Der Beschwerdeführer behauptet aber nicht, sämtliche notwendigen Maßnahmen getroffen zu haben, um die vollständige Durchführung der VOK zu gewährleisten. Im vorliegenden Fall hätte etwa durch die Bestellung eines Vertreters gegenüber den Prüforganen oder die Beschäftigung einer Hilfskraft zur Erledigung dringender Arbeiten die Kontrolle trotz der vom Beschwerdeführer vorgebrachten Umstände fortgesetzt werden können. Dass ihm solche Maßnahmen nicht möglich oder nicht zumutbar gewesen wären, behauptet der Beschwerdeführer nicht. Solches ist auch sonst nicht ersichtlich, zumal im Beschwerdefall die VOK sogar angekündigt worden war. Mangels einer Verpflichtung zu einer solchen Ankündigung (vgl. Rn. 31 des bereits genannten Urteils des EuGH) ist es auch nicht von Bedeutung, dass die Kontrolle im Beschwerdefall mehr Zeit in Anspruch genommen hat als ursprünglich vorgesehen. Das Vorbringen, dass die Prüforgane zu anderen Zeiten hätten wiederkommen können, vermag an dem Umstand, dass die Kontrolle aus Gründen, die der Beschwerdeführer zu vertreten hatte, nicht den gesamten Betrieb des Beschwerdeführers umfasst hat, nichts zu ändern. Die Prüforgane traf auch keine Verpflichtung, einen weiteren Versuch zu unternehmen, um die Ziegen des Beschwerdeführers zu überprüfen (vgl. das hg. Erkenntnis vom 18. Mai 2009, 2009/17/0010).

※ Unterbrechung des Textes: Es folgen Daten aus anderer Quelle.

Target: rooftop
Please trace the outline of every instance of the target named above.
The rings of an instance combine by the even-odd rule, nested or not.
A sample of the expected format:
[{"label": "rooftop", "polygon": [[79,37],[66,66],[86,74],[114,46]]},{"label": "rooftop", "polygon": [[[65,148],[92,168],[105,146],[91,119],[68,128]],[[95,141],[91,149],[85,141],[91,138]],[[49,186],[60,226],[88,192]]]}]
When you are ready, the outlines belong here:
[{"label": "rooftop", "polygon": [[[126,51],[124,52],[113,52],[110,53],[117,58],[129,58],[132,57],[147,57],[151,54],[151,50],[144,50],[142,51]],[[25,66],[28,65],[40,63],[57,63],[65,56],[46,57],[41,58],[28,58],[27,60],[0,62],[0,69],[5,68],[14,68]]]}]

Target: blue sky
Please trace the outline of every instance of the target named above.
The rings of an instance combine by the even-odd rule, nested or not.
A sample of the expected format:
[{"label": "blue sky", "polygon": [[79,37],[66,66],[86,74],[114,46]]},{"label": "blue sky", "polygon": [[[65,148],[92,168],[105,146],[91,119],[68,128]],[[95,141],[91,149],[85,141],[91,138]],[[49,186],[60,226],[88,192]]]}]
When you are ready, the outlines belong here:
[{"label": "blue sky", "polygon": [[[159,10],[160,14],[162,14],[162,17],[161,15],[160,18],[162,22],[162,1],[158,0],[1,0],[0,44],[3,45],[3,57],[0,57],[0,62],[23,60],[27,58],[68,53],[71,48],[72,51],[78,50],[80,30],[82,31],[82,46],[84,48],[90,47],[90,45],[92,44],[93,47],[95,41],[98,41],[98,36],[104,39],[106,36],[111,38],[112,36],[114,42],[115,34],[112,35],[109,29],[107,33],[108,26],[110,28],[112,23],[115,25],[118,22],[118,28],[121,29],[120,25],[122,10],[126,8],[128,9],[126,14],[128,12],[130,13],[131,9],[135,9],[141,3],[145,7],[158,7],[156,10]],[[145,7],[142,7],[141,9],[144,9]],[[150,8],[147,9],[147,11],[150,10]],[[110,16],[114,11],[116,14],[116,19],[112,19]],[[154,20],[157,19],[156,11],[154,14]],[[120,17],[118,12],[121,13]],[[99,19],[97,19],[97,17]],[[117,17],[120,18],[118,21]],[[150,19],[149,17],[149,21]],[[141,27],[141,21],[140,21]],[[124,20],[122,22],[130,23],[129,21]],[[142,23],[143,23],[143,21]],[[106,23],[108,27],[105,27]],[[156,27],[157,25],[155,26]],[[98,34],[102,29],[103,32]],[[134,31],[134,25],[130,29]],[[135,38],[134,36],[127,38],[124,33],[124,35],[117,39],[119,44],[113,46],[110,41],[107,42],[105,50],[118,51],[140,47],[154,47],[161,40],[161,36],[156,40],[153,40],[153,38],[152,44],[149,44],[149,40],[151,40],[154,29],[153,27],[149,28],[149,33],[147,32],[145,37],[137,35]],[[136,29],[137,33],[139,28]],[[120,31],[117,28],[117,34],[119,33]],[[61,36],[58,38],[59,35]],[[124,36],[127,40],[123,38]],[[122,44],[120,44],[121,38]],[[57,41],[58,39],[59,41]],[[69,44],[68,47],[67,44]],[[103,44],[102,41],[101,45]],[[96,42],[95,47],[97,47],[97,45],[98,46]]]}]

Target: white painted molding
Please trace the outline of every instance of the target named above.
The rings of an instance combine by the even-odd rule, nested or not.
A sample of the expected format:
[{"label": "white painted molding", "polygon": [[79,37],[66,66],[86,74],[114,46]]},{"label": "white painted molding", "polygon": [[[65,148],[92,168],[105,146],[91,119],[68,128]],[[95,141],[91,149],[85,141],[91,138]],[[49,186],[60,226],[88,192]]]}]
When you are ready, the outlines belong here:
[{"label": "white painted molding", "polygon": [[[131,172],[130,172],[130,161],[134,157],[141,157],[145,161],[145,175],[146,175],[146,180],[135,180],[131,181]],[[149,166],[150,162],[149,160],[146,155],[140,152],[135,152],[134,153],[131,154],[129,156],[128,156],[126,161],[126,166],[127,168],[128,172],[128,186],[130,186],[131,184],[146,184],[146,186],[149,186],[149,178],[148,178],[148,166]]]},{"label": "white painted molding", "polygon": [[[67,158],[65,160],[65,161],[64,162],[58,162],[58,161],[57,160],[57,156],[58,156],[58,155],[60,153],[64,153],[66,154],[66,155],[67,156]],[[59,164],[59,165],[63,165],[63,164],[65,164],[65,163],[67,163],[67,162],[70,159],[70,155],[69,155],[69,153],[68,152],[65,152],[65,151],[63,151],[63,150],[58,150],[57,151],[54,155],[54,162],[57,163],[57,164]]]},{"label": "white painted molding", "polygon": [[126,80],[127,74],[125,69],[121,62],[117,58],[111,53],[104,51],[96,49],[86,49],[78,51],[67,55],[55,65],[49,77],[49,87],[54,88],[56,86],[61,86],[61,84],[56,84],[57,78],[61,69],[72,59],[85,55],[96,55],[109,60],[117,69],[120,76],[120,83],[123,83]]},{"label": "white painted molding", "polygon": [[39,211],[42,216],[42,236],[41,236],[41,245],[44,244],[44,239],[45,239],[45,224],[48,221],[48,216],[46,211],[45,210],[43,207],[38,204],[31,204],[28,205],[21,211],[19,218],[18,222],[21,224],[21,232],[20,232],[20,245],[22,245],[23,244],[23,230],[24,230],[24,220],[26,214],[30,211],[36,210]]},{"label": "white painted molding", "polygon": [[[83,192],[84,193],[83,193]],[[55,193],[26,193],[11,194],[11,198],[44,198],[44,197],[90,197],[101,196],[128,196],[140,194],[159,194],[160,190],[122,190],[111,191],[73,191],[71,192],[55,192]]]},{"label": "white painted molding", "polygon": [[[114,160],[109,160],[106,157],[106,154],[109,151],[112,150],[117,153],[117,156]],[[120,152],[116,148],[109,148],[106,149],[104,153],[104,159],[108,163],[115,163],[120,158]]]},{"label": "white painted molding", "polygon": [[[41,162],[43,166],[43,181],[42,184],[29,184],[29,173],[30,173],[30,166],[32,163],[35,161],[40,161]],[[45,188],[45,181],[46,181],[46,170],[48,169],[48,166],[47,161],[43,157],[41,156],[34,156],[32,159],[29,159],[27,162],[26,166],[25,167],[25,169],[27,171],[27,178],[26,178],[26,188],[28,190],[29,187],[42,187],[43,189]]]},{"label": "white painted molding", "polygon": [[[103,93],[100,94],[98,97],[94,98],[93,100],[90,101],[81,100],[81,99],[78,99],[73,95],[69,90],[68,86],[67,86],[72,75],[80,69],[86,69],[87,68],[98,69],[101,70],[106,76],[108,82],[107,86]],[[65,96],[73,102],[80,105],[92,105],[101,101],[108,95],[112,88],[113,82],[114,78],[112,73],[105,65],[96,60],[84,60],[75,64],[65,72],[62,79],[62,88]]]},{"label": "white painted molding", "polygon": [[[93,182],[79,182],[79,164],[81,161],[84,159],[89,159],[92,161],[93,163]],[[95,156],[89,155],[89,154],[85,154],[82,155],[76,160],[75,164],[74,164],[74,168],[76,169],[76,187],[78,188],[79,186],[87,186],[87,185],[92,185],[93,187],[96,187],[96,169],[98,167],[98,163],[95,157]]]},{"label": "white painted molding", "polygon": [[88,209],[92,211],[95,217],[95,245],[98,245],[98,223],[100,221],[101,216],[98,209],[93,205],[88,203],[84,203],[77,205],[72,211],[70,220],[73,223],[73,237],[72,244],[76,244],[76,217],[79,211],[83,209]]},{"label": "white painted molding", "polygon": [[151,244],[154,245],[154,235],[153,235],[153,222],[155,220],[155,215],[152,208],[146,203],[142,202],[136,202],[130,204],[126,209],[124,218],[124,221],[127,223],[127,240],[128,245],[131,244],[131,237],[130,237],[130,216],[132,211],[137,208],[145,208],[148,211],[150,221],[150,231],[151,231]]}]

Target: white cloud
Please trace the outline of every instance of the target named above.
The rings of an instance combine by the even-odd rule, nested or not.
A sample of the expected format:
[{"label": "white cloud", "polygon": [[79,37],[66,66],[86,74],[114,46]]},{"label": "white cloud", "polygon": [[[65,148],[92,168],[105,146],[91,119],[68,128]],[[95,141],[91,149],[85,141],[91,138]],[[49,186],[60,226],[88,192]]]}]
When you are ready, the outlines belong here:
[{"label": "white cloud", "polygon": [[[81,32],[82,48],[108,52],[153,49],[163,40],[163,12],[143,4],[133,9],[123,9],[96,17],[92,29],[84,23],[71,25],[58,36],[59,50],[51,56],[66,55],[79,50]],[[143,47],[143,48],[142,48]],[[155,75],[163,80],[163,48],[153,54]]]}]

Der Beschwerdeführer rügt auch, die Prüforgane hätten ihn über die Folgen seiner Weigerung unterrichten müssen. Er bringt aber nicht vor, dass er im Falle einer solchen Belehrung die Fortsetzung und ordnungsgemäße Beendigung der Kontrolle ermöglicht hätte, sodass schon aus diesem Grunde auf sein Vorbringen nicht näher einzugehen ist.

Aus den dargelegten Erwägungen ergibt sich, dass der Beschwerdeführer durch den angefochtenen Bescheid in seinen Rechten weder wegen der geltend gemachten noch wegen einer vom Verwaltungsgerichtshof aus eigenem aufzugreifenden Rechtswidrigkeit verletzt worden ist.

Die Beschwerde war daher gemäß § 42 Abs. 1 VwGG als unbegründet abzuweisen.

Die Kostenentscheidung gründet sich auf die §§ 47 ff VwGG aF in Verbindung mit § 3 Z 1 VwGH-Aufwandersatzverordnung 2014, BGBl. II Nr. 518/2013, in der Fassung BGBl. II Nr. 8/2014.